L'opposition conservatrice menée par Tony Abbott a remporté de manière décisive les élections qui se déroulaient samedi, en Australie.

M. Abbott, qui dirige le Parti libéral australien, succédera donc au travailliste Kevin Rudd à la tête du pays.

Tony Abbott a donc réussi à amener le Parti libéral au pouvoir trois ans après en être devenu chef. Il avait d'ailleurs perdu de justesse lors des élections de juin 2010, forçant la formation d'un gouvernement minoritaire.

Réputé pour son franc-parler, le nouveau premier ministre avait accédé à la tête de son parti au grand étonnement de la classe médiatique.
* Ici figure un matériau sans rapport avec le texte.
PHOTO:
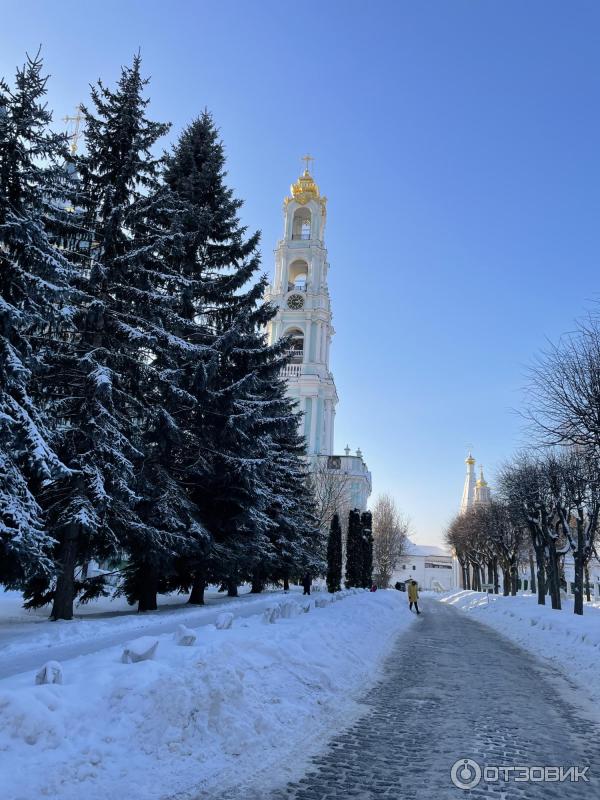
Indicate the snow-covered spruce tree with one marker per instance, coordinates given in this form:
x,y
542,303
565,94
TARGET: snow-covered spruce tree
x,y
249,456
334,555
33,283
366,524
115,387
354,550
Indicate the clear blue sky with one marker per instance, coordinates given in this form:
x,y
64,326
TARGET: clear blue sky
x,y
458,143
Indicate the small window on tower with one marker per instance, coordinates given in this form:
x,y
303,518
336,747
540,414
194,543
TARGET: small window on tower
x,y
302,225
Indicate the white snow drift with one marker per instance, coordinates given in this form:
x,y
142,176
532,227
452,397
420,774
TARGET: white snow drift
x,y
198,717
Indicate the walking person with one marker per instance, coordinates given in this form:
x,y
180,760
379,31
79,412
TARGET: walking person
x,y
413,595
306,582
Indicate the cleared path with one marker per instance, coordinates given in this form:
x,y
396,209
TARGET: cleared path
x,y
454,689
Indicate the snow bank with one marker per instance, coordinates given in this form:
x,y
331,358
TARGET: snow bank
x,y
568,642
196,718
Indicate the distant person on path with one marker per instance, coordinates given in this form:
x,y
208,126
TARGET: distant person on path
x,y
413,595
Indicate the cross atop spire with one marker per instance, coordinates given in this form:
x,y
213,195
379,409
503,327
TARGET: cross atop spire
x,y
76,122
307,159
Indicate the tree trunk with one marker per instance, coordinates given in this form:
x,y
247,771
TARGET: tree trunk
x,y
514,577
554,576
578,558
541,575
588,593
578,604
64,594
198,586
257,583
532,572
148,589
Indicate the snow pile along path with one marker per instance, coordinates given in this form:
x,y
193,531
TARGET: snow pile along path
x,y
198,717
569,642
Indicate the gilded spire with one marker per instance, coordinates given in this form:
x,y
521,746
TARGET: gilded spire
x,y
305,188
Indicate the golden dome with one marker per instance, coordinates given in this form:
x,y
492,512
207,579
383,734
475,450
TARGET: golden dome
x,y
304,189
481,481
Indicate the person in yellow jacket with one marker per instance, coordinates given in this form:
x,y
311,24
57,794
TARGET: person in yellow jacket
x,y
413,595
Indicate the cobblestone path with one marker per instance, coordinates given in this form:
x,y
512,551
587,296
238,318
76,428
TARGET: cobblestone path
x,y
454,689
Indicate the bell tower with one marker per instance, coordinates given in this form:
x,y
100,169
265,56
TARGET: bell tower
x,y
300,293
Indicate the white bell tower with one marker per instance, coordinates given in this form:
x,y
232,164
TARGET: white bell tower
x,y
299,291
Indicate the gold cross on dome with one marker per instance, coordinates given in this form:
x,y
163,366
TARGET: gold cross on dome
x,y
76,120
307,159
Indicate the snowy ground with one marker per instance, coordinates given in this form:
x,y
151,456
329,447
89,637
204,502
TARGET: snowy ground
x,y
568,642
256,699
455,690
27,638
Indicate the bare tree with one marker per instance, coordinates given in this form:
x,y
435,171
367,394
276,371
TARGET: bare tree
x,y
533,485
577,495
564,390
331,490
390,532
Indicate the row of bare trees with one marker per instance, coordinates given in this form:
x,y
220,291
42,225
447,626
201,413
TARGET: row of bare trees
x,y
487,541
548,499
390,534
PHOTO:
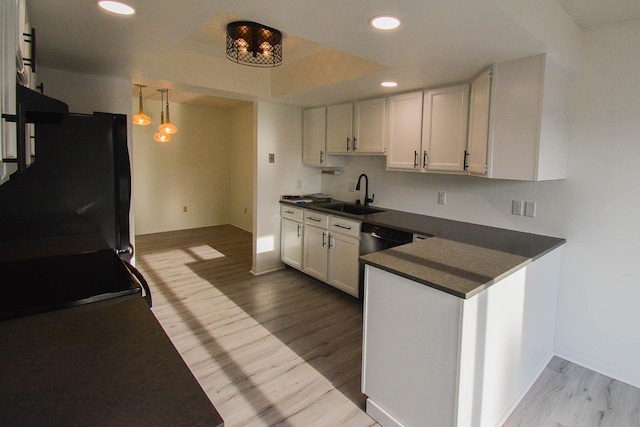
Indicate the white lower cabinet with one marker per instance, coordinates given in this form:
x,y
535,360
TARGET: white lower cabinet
x,y
315,252
291,234
344,250
431,358
291,243
323,246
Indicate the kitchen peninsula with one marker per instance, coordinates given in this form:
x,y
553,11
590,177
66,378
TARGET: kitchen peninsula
x,y
457,326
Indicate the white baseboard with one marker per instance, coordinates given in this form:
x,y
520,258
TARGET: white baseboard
x,y
381,416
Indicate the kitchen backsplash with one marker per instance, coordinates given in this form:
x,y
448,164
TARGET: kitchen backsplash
x,y
469,199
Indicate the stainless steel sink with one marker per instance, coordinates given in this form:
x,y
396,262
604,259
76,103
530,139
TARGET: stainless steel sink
x,y
351,208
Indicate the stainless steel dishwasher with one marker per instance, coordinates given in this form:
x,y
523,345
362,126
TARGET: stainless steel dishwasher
x,y
375,238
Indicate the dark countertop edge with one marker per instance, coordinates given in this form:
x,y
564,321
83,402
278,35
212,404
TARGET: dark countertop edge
x,y
98,355
521,243
450,291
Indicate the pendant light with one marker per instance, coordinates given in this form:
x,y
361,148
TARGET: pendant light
x,y
161,136
253,44
166,126
141,118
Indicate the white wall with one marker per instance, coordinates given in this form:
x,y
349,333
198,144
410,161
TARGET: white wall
x,y
595,208
599,320
240,157
191,170
278,131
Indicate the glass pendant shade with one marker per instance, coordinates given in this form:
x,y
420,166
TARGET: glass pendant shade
x,y
166,126
141,118
161,137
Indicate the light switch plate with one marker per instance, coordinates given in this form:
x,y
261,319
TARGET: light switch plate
x,y
530,209
516,207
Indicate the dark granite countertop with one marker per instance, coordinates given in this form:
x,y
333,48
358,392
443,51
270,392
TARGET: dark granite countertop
x,y
102,364
461,258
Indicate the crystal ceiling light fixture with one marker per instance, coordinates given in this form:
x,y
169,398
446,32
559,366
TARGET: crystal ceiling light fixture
x,y
117,7
166,126
161,136
141,118
385,22
253,44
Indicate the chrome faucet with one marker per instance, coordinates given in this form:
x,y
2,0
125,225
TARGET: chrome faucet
x,y
367,200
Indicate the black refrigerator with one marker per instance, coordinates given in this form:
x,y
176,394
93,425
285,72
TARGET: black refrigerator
x,y
64,221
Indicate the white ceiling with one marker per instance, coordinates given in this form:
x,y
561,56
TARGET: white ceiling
x,y
330,53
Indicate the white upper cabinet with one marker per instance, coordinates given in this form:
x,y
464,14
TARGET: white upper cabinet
x,y
405,131
357,128
428,131
314,146
444,128
527,123
340,128
479,123
370,118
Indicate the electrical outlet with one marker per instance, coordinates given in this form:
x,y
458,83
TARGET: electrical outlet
x,y
516,207
530,209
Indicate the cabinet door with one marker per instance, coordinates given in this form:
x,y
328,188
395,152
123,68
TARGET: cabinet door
x,y
405,130
340,128
316,241
343,263
369,126
291,233
444,131
477,143
313,136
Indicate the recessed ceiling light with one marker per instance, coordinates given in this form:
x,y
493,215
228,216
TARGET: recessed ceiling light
x,y
117,7
385,22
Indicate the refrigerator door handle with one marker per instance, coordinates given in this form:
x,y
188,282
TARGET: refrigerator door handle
x,y
127,250
143,282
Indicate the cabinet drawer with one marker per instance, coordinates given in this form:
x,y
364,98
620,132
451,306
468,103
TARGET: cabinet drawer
x,y
290,212
344,226
316,219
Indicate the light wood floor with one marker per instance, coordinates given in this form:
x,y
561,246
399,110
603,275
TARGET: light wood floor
x,y
285,349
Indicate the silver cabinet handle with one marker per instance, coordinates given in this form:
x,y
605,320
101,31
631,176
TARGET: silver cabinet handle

Les travaillistes (gauche) le considéraient « inéligible ».

Il est fortement opposé à l'avortement et au mariage entre personnes du même sexe, alors que ce dernier sujet semble être devenu la nouvelle marotte du Parti travailliste après le rejet par la population de sa politique d'imposition des émissions de carbone.

Son programme, qui se veut pro-entreprises, prévoit l'annulation de la taxe carbone imposée aux grands groupes polluants et mise en place sous les travaillistes. Les libéraux promettent également la mise en place d'une politique très restrictive pour les immigrants illégaux qui arrivent en bateau sur les plages australiennes et six mois de congés payés pour les jeunes mères.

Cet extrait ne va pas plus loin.